Abstract
In bilateral control of tele-manipulation based on a conventional approach, there are deficiencies in stability robustness and manoeuvrability against variations in the dynamics of the master input device and the task environment. In this study, an adaptive four-channel neuro-fuzzy bilateral control scheme is proposed. To evaluate whether the proposed algorithm is a suitable technique for improving the robustness and manoeuvrability of tele-robot implementation, four-channel neuro-fuzzy and classical bilateral control frameworks have been investigated in a simulation experiment. Distinct bilateral control schemes in the form of four-channel intelligent control and the classic form of position–force and position -position have been implemented and compared using a one degree of freedom (DOF) master-slave system. The experimental results show that the application of a four-channel neuro-fuzzy control strategy effectively improves the overall performance.
1. Introduction
Tele-operation and tele-robotic technologies have flourished in the past five decades. Such a wide interest is motivated by the need to provide tele-manipulator systems that enhance a human operator's manipulative capability over distance, in order to execute hazardous applications in hostile environments. However, stability problems can occur when the slave manipulator encounters a high stiffness environment in which large contact forces are fed back to the damped master resulting in oscillatory behaviour. Reduction of either force-compliance gain or force feedback gain is often employed in the tele-operator control loop in an attempt to overcome this problem. However, reducing both gains adversely affects both the manoeuvrability and performance of the tele-manipulator system. Much research has been devoted to the problematic topics of robustness, stability and manoeuvrability.
2. Bilateral Control Architecture
This section provides a summary of bilateral tele-operator architectures. From the literature, it can be seen that several fundamental control schemes are frequently used in tele-operation. A motion and/or force from the master location is transmitted to the control position/velocity and the orientation of the slave manipulator, through a master input device and contact force information from the slave manipulator task space, is fed back to the human operator. The use of reflection force is an important tool for ensuring smooth and efficient tele-operation. A number of researchers have proposed three common types of architecture: basic two-channel bilateral control, basic four-channel bilateral control and modification of the basic architecture.
2.1. Basic two-channel architecture
Position–Position Bilateral Control
Position-position control was the first bilateral control architecture implemented by Goertz in the late 1950s [1] and is illustrated schematically in Figure 1. The force commanded by the operator in the master subsystem and the commanded position in the slave subsystem is proportional to the common position error between the master and slave. On analysing this mode in terms of relative stability, Ow [2] suggested that the position-position mode is the most stable architecture when compared with other two-channel architectures. However, there are some disadvantages that occur when operating in free space.

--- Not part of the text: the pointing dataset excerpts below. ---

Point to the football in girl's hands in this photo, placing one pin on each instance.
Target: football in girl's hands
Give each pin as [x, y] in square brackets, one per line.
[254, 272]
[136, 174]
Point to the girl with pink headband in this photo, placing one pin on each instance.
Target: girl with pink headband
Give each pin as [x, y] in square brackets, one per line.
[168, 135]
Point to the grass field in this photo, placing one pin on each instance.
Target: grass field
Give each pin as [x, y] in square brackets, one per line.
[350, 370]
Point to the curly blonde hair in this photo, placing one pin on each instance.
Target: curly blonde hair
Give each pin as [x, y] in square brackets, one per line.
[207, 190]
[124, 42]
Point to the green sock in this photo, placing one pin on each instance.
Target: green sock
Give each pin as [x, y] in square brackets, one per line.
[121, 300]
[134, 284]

The reaction force/torque is affected by the lag between master and slave position, resulting in “sluggish” movement of the master input device [3]. Other investigations with position-position include the work of Sheridan [4] and Niemeyer et al. [5].

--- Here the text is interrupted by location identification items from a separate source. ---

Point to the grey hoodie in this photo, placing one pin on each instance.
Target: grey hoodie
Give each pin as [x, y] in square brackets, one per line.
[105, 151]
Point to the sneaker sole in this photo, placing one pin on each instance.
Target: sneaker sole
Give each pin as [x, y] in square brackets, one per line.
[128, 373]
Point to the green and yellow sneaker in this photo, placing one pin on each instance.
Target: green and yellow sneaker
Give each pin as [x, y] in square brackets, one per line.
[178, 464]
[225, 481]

Force–Force Bilateral Control
Typical force–force architecture uses the force error between master and slave subsystems to control reflected force on the master subsystem. The interposition on the slave subsystem is also proportionally controlled by the force error, as depicted in Figure 2.
Because of the presence of noise in the force/torque sensor, the force-force algorithm has the least stability and robustness of two-channel frameworks. However, it can provide a greater manoeuvrability performance [6]. A force framework based on an H∞ optimal controller, designed by Kazerooni et al. [7], was used to overcome the high sensitivity of the force-force system.

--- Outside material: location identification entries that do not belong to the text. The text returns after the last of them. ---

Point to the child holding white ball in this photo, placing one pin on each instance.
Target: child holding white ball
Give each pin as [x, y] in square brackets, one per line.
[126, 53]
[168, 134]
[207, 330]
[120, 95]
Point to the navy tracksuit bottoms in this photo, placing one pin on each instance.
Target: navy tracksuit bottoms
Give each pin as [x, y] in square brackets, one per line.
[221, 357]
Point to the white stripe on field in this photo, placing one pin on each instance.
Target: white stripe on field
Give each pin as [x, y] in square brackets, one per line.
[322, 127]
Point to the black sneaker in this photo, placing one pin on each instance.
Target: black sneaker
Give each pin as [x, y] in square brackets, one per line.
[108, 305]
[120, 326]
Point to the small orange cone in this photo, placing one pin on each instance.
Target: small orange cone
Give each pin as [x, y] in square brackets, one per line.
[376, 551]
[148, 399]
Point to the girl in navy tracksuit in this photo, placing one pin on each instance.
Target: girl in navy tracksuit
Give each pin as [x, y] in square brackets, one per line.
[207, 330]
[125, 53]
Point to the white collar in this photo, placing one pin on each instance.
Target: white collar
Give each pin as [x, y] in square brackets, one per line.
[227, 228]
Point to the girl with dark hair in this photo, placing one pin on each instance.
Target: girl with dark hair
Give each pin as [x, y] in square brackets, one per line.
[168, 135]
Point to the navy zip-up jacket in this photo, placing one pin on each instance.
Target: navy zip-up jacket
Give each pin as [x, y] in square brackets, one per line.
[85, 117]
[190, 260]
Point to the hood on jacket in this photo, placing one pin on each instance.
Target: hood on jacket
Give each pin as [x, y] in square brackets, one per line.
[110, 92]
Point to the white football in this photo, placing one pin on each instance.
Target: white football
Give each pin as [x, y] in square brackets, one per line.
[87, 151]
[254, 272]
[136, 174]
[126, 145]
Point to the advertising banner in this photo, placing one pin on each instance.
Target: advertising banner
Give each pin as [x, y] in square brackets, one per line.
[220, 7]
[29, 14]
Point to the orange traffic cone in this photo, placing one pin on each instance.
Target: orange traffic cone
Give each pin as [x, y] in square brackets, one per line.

Position-Force Bilateral Control
The position-force control architecture is referred to as a force-reflecting controller, as shown schematically in Figure 3. The force error exerted between the human operator and the interactive force of the slave is used to regulate the reflected force on the master device and applies the master motion to command the interposition on the slave servo subsystem. As it provides satisfactory slave task force tracking force-reflecting architecture is the most common approach in tele-operation applications. However, stability is an issue unless the force/torque feedback from the remote task is significantly attenuated [8, 9].
Force–Position Bilateral Control
As shown in Figure 4, the force–position mode uses the same feedback as the position–force system, except that it is reversed. Moreover, the evolving force/torque of the master manipulator is transmitted in the force-position as a motion command to a slave arm, while the position of the slave is scaled and fed back to the master controller. The main benefit of this framework is that the operator can exert a force which is above the physical limit of the human arm force to articulate the slave arm with large force or torque operation, e.g., for cutting or drilling [2].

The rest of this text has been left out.